海岸へ下り立って、下ってきた沢形を見上げる(25)。その先の海岸は、抉れたような穴の空いた巨岩が続き、それを伝い歩かなければならない。その先には滝川の岬とカブト岩の岬が見えている(26)

○今日のゴール・滝の下 14:00


  少し進むと、滝川の手前の砂浜に小さな熊が見える。笛を吹くと、茂みの中へ隠れてしまったので、笛を吹きながら、そこを突破する。滝川の岬を回り込むと、海へ落ち込むような滝が見えてくる。その手前に滝ノ下の大きな番屋が見えるので、そこを今日のゴールとして、最後のがんばりで歩を進める(27)この時点で、法起坊見習いさんはかなり疲れているようだった。
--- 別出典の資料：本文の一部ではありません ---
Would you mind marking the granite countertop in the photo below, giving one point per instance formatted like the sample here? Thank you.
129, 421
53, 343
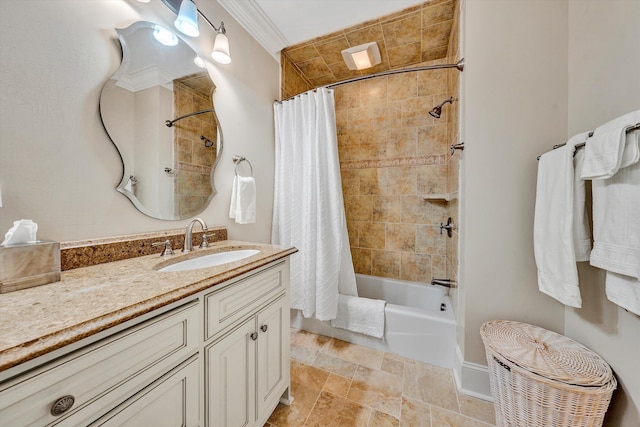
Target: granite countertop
91, 299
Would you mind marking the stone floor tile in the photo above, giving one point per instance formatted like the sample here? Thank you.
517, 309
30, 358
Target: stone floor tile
360, 355
335, 365
477, 408
335, 411
431, 384
443, 418
415, 413
377, 389
337, 385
 番屋に着いたら、今朝モイレウシ湾を発った「知床ふるさと少年探検隊」の子供11名と同数のサポーターが泊まっていた。ここは昆布番屋ではなく、定置網の番屋でアキザケ漁が始まるまでは使われていないので借りたとのこと。倉庫の前にテントを張り終えたら雷雨が降ってきた(28)しかし、夕方にはその雨も上がり、外で夕食を食べることができた。夕暮れになって外で楽しそうに遊ぶ子供たちを眺めてのんびりとする(29)

 明日の天気予報は雨である。幸い、今日は余裕を持った計画の2日分の行程を1日で歩いたことになる。最悪の場合、停滞しても3日目の行動には一切差し支えないので、安心して眠りに就く。案の定、夜半から強い雨が続いた。

○8/1(雨で1日停滞)
 朝を迎えても雨脚は衰えず。自分たちも停滞を考えていたが、探検隊も1日停滞とのこと。
 
 しかし、男滝の下でテン泊していたカヤックのメンバーは雨の中元気に出発していった(30)
 
 雨はほとんど止まず、テントの中で1日いっぱい体を横たえて、疲れた体を癒した。